Wspominaliśmy wcześniej o tym, że wraz ze Steve’em Aokim zrobiliście utwór z Johnem Martinem, znanym ze śpiewania hitów Swedish House Mafia. W tym sezonie postanowiłeś zaskoczyć czymś dużo mniej oczywistym – kawałkiem opartym na przeboju kultowej soulowej wytwórni Motown! to się raczej w klubowym świecie nie zdarza.

To prawda, chodzi ci o Reach Out (I”ll Be There). Miałem ten pomysł w głowie od już chyba 10 lat. Miałem ten pomysł, ale nie wiedziałem, co z nim dokładnie zrobić. Pierwsza wersja była wręcz deep house’owa, ale w zeszłym roku miałem olśnienie – hej, przecież kiedyś wykorzystywałem w setach loopa z tym samplem, zróbmy to! No i zebrałem to do kupy i złożyłem w całość i jestem bardzo szczęśliwy, bo oryginał to jeden z moich ulubionych utworów wszech czasów. I od dawna chciałem coś z tym zrobić. Na pewno jest to rzecz nietypowa…

Powiedziałbym, że nawet ryzykowna.

OK, jestem na tak. Lubię ryzyko.

Trudno to nawet nazwać.

Dokładnie, to skrzyżowanie brzmienia Motown z hōt tëkno. Bardzo dziwna kombinacja.

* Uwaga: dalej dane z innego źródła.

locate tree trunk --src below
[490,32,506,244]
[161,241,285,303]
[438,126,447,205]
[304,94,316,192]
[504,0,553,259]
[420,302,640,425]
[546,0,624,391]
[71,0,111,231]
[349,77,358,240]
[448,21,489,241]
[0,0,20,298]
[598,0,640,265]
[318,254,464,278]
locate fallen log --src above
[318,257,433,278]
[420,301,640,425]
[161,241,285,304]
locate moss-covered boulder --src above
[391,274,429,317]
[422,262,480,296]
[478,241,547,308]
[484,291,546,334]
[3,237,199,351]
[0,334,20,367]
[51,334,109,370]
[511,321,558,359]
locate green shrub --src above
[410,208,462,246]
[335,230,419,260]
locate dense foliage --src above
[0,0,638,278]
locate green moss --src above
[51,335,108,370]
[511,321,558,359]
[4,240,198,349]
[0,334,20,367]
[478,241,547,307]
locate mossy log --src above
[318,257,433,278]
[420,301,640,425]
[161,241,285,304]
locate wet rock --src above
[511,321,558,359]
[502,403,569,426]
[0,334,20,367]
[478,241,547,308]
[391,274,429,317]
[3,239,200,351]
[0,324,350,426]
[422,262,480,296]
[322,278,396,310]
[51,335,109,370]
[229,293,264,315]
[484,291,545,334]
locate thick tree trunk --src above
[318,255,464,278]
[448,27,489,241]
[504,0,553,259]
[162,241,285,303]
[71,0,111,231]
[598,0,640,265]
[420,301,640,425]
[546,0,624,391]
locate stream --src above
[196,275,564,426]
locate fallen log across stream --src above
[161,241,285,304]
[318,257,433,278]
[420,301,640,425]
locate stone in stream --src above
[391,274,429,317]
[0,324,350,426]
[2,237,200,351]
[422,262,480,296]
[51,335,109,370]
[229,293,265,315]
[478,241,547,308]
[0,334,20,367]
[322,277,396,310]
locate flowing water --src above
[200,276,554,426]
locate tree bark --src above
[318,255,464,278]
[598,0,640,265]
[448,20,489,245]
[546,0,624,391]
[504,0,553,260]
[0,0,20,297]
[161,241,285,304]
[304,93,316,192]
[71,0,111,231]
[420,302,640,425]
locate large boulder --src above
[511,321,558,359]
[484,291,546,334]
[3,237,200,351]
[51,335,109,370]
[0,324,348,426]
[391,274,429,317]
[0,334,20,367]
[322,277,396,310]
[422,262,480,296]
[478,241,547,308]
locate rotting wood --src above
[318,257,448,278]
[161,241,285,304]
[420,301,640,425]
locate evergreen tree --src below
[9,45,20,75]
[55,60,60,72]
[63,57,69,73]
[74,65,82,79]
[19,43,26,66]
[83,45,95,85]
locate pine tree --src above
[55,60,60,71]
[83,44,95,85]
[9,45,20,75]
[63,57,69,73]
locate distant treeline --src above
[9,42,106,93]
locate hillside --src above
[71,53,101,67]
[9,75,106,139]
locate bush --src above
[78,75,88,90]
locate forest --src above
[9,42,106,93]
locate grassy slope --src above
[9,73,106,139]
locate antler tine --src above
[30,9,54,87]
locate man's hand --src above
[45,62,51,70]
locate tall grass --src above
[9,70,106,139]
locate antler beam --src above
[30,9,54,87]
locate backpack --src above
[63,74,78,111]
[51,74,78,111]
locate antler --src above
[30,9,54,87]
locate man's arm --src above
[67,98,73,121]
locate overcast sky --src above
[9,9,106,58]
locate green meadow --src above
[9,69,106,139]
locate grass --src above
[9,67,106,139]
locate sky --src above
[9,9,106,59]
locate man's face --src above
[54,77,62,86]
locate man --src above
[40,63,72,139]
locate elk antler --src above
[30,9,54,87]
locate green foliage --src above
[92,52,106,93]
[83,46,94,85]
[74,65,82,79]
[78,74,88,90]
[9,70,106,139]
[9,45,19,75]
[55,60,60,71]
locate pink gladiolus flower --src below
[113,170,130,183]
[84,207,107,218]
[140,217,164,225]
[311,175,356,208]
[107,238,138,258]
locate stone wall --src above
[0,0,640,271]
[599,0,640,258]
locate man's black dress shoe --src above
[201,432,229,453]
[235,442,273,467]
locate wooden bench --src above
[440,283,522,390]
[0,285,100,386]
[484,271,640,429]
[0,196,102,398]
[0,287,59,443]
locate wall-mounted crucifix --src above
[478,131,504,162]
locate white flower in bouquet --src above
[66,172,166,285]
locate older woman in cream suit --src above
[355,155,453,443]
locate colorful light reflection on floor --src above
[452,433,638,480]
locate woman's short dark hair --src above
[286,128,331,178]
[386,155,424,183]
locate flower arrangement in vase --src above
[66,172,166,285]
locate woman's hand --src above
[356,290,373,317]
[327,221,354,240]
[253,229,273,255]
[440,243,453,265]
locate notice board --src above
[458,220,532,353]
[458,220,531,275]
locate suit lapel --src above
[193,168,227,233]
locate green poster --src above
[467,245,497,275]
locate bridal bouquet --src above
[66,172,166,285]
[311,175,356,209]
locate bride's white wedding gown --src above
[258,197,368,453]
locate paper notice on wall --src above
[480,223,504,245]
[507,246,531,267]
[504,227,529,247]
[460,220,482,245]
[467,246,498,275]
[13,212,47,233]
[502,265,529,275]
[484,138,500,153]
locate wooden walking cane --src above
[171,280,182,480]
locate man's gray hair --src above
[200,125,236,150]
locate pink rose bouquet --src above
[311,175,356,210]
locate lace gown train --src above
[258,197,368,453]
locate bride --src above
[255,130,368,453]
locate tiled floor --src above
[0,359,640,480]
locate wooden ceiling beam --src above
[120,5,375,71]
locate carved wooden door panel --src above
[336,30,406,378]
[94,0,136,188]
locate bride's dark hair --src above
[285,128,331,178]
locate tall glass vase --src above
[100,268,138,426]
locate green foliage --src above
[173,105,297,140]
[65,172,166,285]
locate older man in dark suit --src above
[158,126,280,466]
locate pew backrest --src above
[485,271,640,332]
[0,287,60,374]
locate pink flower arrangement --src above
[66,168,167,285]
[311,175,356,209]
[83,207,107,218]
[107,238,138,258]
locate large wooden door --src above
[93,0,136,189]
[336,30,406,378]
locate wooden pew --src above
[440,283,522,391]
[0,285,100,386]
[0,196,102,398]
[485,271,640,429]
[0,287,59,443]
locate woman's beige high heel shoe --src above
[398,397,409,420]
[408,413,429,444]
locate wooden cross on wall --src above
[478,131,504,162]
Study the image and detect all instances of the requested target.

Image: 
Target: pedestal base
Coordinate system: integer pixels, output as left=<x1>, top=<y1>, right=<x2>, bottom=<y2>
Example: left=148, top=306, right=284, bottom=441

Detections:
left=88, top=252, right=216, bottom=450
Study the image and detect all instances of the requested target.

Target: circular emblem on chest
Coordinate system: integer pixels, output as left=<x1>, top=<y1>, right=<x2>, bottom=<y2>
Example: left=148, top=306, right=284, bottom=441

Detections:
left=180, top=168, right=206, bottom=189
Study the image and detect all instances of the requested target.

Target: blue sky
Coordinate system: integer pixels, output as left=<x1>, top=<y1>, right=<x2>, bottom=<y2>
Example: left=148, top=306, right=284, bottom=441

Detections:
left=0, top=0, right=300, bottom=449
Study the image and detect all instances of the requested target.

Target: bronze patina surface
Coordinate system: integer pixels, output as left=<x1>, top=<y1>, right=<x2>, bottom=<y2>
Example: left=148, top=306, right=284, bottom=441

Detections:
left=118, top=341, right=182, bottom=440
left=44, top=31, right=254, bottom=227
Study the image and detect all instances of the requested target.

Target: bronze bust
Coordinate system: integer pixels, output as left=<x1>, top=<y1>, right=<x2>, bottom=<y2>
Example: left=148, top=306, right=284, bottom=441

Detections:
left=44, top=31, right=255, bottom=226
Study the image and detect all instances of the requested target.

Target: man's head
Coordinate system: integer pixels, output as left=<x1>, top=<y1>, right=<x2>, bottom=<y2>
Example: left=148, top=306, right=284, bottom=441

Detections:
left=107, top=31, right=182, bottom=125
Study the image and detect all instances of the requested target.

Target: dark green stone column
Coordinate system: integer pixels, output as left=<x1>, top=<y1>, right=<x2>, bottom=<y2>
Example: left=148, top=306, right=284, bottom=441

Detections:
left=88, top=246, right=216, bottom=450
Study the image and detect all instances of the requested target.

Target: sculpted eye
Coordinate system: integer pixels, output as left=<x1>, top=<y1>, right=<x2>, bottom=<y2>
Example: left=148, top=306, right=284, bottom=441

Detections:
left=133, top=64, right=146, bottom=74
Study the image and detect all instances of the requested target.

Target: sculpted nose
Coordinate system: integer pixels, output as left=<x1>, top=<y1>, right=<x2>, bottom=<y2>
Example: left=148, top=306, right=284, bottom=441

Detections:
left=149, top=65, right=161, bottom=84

KAAZE – Reach Out (I”ll Be There)

KAAZE. Odświeżyć nostalgię

No właśnie, zwłaszcza w czasach, gdy większość producentów muzyki tanecznej tworzy w taki sposób, by się wpasować w konkretne, popularne brzmienie, niekoniecznie tworząc „dziwne kombinacje”.

Co ja tu zrobiłem? Wykonałem jeden trik, żeby się te dwa światy do siebie dopasowały. Gdy zająłem się tym klasycznym samplem, chciałem go odświeżyć, ale pozostawiając jego vintage klimat. I trik polegał na tym, żeby całą resztę utworu, ten techno akompaniament, również odpowiednio ubrudzić, żeby to ze sobą współgrało. Wiesz, gdybym taki klasyczny, soulowy sampel połączył z techno, które brzmi czysto i klarownie i nowocześnie, brzmiałoby to wtedy jak jakiś mash up czy remix.

OK, na koniec, zostając przy tym wątku – miałem dziś takie uczucie wiele razy, gdy zmieniałem sceny podczas festiwalu Beats For Love. Otóż słyszałem wiele pięknych melodii, które były połączone z beatami, o których można powiedzieć, że były mocne, momentami surowe…

Bardzo mi się to podoba. Dziś w mojej muzyce jest mniej melodii, niż jeszcze kilka lat temu, ale wciąż są one dla mnie ważne. I bardzo podoba mi się taka pozycja, w której do mocnego techno beatu możesz dodać ładną melodię. To jest ten euro-dance’owy element w tym wszystkim, dodaje on do całości wyjątkową wibrację. Ja to bardzo lubię i sam robię takie rzeczy. Jesteśmy w miejscu, gdzie w muzyce nie ma już żadnych granic. Wracamy więc do euro-dance’u, ale przerabiamy to na nowy, surowy sposób. Więc jest w tym ileś nostalgii, ale jednocześnie to coś nowego, coś świeżego.